Pedro Verissimo volta para cantar “All You Need is Love”, e percebe-se a importância de um coro todo acompanhando nos backing vocals: 12 vozes fazem uma harmonia impressionante que dá segurança para o solista brilhar. A música é ensaiada duas vezes justamente devido à complexidade do arranjo que Daniel Wolff compôs para as vozes do coral.
Volta Adriana Deffenti para “You never give me your money”, com arranjo de Pedrinho Figueiredo e vários trechos de músicas dos Beatles mescladas.
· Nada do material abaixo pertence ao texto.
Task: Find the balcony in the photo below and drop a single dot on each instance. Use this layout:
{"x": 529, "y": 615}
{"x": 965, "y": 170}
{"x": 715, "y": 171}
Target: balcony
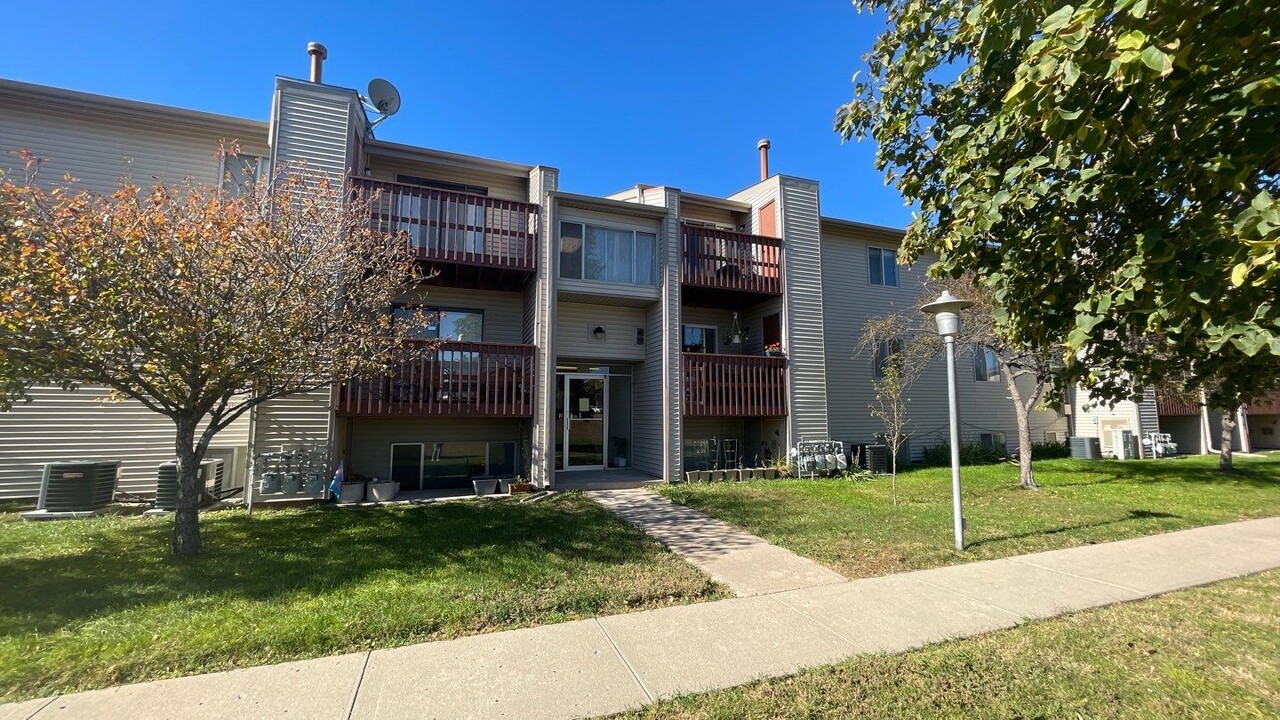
{"x": 467, "y": 379}
{"x": 730, "y": 267}
{"x": 469, "y": 240}
{"x": 1171, "y": 404}
{"x": 748, "y": 386}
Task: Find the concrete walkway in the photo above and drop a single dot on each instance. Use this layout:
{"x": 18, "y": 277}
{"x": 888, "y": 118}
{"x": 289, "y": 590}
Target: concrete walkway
{"x": 618, "y": 662}
{"x": 749, "y": 565}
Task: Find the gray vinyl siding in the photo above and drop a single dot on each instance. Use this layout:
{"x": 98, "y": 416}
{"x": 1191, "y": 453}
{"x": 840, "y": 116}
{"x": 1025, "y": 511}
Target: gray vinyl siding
{"x": 497, "y": 185}
{"x": 67, "y": 425}
{"x": 540, "y": 308}
{"x": 849, "y": 301}
{"x": 575, "y": 326}
{"x": 311, "y": 127}
{"x": 99, "y": 149}
{"x": 801, "y": 255}
{"x": 371, "y": 438}
{"x": 503, "y": 311}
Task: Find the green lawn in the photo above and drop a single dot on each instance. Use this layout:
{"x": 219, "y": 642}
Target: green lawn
{"x": 1205, "y": 652}
{"x": 96, "y": 602}
{"x": 851, "y": 527}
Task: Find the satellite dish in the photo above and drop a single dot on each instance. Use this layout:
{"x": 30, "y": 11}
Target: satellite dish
{"x": 383, "y": 96}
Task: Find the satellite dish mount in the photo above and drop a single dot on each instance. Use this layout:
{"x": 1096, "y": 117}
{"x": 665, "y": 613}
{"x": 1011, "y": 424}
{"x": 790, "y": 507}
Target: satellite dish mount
{"x": 383, "y": 99}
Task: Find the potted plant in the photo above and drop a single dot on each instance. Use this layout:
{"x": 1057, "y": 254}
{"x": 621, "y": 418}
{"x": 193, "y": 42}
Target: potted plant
{"x": 314, "y": 483}
{"x": 383, "y": 491}
{"x": 352, "y": 490}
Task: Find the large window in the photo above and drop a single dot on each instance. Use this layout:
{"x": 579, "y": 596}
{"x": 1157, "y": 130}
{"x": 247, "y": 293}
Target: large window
{"x": 882, "y": 265}
{"x": 698, "y": 338}
{"x": 986, "y": 368}
{"x": 607, "y": 254}
{"x": 444, "y": 323}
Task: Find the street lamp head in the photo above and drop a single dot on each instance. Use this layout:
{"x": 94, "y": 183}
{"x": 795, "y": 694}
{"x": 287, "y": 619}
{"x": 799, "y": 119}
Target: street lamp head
{"x": 946, "y": 313}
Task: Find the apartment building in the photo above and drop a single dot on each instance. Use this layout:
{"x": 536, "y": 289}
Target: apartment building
{"x": 584, "y": 340}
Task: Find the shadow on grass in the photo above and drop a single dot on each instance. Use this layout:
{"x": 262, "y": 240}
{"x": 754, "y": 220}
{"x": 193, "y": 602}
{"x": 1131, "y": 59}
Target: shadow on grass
{"x": 127, "y": 563}
{"x": 1133, "y": 515}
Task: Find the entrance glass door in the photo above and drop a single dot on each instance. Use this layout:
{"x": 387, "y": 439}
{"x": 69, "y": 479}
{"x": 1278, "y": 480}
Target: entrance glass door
{"x": 584, "y": 422}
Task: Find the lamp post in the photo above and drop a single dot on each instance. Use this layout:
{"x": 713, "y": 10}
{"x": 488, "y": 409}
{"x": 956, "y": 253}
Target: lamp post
{"x": 946, "y": 313}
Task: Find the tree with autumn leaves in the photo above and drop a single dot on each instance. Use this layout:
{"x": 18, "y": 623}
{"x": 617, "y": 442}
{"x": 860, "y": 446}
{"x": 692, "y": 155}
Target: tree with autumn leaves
{"x": 200, "y": 302}
{"x": 1107, "y": 169}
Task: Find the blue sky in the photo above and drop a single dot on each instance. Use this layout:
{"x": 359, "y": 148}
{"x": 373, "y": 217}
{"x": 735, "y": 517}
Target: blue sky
{"x": 666, "y": 92}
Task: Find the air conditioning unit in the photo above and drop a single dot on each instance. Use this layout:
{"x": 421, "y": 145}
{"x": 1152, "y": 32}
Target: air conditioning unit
{"x": 876, "y": 459}
{"x": 78, "y": 486}
{"x": 1086, "y": 447}
{"x": 210, "y": 474}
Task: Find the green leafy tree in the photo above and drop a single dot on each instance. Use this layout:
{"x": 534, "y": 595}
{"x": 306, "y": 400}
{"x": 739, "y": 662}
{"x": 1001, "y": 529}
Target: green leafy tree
{"x": 196, "y": 302}
{"x": 1107, "y": 169}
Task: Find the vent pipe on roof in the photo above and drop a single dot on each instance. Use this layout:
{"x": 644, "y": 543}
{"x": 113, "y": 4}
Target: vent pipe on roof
{"x": 318, "y": 55}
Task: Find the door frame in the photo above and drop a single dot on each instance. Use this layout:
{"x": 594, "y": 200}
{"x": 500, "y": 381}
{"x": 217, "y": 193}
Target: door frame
{"x": 604, "y": 425}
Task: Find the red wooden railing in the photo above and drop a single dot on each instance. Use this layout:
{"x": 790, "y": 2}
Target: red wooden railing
{"x": 732, "y": 260}
{"x": 1189, "y": 405}
{"x": 1169, "y": 404}
{"x": 457, "y": 227}
{"x": 734, "y": 386}
{"x": 458, "y": 378}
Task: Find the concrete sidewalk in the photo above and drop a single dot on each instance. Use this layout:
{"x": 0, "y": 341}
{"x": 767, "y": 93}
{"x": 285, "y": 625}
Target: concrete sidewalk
{"x": 620, "y": 662}
{"x": 748, "y": 564}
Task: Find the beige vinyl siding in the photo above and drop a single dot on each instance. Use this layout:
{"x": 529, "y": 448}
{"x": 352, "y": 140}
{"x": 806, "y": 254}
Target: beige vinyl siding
{"x": 503, "y": 311}
{"x": 497, "y": 185}
{"x": 311, "y": 127}
{"x": 371, "y": 438}
{"x": 704, "y": 214}
{"x": 801, "y": 255}
{"x": 296, "y": 420}
{"x": 849, "y": 301}
{"x": 575, "y": 326}
{"x": 67, "y": 425}
{"x": 100, "y": 149}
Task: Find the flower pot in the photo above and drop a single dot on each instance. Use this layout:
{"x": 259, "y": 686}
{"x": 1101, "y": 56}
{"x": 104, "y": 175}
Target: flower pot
{"x": 270, "y": 483}
{"x": 350, "y": 493}
{"x": 314, "y": 484}
{"x": 383, "y": 492}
Aliás, os beatlemaníacos vão deleitar-se com as muitas referências escondidas no meio dos arranjos feitos para o show. Pedrinho é conhecido pelos arranjos inventivos, e aqui não é diferente: Adriana pode usar toda sua técnica vocal e a orquestra corre para executar todos os medleys de músicas escondidas inseridas ali pelo arranjador. Bravo!
Na penúltima música do ensaio, Tonho Crocco canta “Let it be”. A voz grave faz a balada tipicamente McCarteana soar bem diferente – pra melhor! O vocalista, seguro, é aplaudido pela orquestra e solistas ao final da versão.
Para o final, “Hey Jude”, em mais um arranjo de Rodrigo Bustamante, desta vez com a participação dos seis solistas convidados. Há espaço para tudo: a soprano Cintia, o contratenor Paulo e as vozes populares de Tonho, Adriana e Pedro. Momento de grande emoção, com direito a dancinhas improvisadas, ajuda do maestro cantando e o coro, mais uma vez, brilhando. Agora é só esperar até à noite porque, acredite, melhor do que ler sobre esse espetáculo é ouvir e ver! Até lá!